Unitat de Genètica, Departament de Ciències Fisiològiques, Laboratori de Genètica Molecular, IDIBELL-Universitat de Barcelona, L'Hospitalet de Llobregat, Spain.
Centro de Investigación en Red de Enfermedades Raras (CIBERER), ISCIII.
Neurophysiology Laboratory, Physiology Unit, Departament of Biomedicine, Medical School, Institute of Neurosciences, Universitat de Barcelona, IDIBAPS, Barcelona, Spain.

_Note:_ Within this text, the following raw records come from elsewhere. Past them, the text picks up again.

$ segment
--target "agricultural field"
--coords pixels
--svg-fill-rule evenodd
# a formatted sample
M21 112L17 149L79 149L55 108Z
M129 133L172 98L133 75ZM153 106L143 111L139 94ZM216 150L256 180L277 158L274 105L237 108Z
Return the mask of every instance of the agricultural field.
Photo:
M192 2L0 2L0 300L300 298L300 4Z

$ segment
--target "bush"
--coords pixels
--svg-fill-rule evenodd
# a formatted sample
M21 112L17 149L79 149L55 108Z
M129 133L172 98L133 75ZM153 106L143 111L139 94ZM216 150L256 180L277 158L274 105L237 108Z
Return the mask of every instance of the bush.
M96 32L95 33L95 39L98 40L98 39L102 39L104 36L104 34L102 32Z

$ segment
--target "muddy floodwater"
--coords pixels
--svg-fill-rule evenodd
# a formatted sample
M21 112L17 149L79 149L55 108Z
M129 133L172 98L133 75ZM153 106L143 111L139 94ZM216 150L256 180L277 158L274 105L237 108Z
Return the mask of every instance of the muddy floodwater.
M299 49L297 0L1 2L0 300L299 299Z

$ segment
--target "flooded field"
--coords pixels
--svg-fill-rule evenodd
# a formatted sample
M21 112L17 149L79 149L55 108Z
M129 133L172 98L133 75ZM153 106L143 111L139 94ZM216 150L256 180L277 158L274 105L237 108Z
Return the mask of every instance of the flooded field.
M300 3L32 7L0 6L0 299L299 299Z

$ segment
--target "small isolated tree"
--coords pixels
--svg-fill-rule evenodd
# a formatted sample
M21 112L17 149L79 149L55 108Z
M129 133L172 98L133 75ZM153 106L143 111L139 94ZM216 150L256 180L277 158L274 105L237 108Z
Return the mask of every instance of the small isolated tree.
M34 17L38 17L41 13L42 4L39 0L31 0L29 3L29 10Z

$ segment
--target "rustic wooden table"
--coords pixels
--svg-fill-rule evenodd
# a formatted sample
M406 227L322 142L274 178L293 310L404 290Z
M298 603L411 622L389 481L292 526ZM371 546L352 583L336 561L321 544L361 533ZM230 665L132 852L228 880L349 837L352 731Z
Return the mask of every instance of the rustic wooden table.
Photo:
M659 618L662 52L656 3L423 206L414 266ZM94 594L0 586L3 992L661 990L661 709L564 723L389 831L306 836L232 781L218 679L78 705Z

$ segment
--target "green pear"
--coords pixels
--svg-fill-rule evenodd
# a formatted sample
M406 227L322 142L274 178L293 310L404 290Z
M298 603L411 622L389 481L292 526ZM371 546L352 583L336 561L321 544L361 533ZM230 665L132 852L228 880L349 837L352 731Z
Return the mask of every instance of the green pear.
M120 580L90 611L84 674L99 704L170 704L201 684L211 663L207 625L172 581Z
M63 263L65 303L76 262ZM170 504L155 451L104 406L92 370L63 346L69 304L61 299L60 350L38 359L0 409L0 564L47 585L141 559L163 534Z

Logopharm GmbH, Freiburg, Germany.


Megalencephalic leukoencephalopathy with subcortical cysts (MLC) is a rare type of leukodystrophy caused by mutations in either MLC1 or GLIALCAM. GlialCAM is necessary for the correct targeting of MLC1, but also for the targeting of the Cl- channel ClC-2. Furthermore, GlialCAM modifies ClC-2 functional properties in vitro. However, in vivo studies in GlialCAM-/- mice have shown that the modification of ClC-2 activity only occurs in oligodendrocytes, despite GlialCAM and ClC-2 being expressed in astrocytes. Thus, the relationship between GlialCAM, MLC1 and ClC-2 in astrocytes is unknown. Here, we show that GlialCAM, ClC-2 and MLC1 can form a ternary complex in cultured astrocytes, but only under depolarizing conditions. We also provide biochemical evidences that this ternary complex exists in vivo. The formation of this complex changes ClC-2 localization in the membrane and its functional properties. ClC-2 association with GlialCAM/MLC1 depends on calcium flux through L-type calcium channels and activation of calcium-dependent calpain proteases. Based on these studies, we propose that the chloride influx mediated by GlialCAM/MLC1/ClC-2 in astrocytes may be needed to compensate an excess of potassium, as occurs in conditions of high neuronal activity. We suggest that a defect in this compensation may contribute to the pathogenesis of MLC disease.